In February 2016, Senate Majority Leader Mitch McConnell made up a rule that presidents may not install a Supreme Court justice in the last year of their terms. Most Republicans fell in line, endorsing this principle on the grounds that the American people should decide who gets to pick the next justice. Many of these same lawmakers are now backing McConnell’s plan to replace the late Justice Ruth Bader Ginsburg in the midst of a presidential election. They have abandoned any real effort to justify their reversal.
This about-face, while degrading, presents Democrats with an opportunity. After more than four years of gaslighting, Republicans have stopped pretending that their blockade of Barack Obama’s nominee, Merrick Garland, was rooted in anything other than sheer partisanship. In the past, the Senate considered a president’s nominee then provided its advice and consent by taking a vote. But Republicans killed that process in 2016 and are now stamping on its remains. They have now established a new rule: The party in power can use every tool at its disposal to seize the Supreme Court, within constitutional limits. If Democrats win unified control of the federal government in November, they must draw from the Republicans’ new rule to expand the court.
Every justification for McConnell’s Supreme Court brinkmanship, in fact, doubles as a justification for court expansion. Republicans’ rationalizations now hinge on the claim that because Republicans can replace Ginsburg, they must do it. “The Constitution gives senators the power to do it,” explained Tennessee Sen. Lamar Alexander, and “no one should be surprised” when they do. “The Constitution gives the President the power to nominate and the Senate the authority to provide advice and consent on Supreme Court nominees,” Utah Sen. Mitt Romney agreed. Republicans have a responsibility “to ensure we have an impartial judiciary that upholds the Constitution and the rule of law,” said Sen. John Thune of South Dakota. “Both the White House and the Senate have some obligation to do what they think in the majority in the Senate is the right thing to do,” Sen. Roy Blunt of Missouri announced on Meet the Press. …

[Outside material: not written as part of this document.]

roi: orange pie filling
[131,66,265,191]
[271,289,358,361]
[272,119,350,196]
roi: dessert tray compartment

Faced with this onslaught of disingenuity, Democrats have two options. They can accept a half-century of far-right, partisan jurisprudence while protesting that Republicans are hypocrites. Or Democrats can stop complaining about the new rules and start playing by them. The first choice rests upon the theory that it is possible to shame politicians who’ve demonstrated, over and over again, that they have no capacity for shame. The second rests upon the theory that Democrats have an obligation to play constitutional hardball—not just to protect their agenda, but to save the court’s legitimacy and preserve democracy itself. And if that obligation does exist, the proportional response is immediate and unapologetic expansion of the Supreme Court.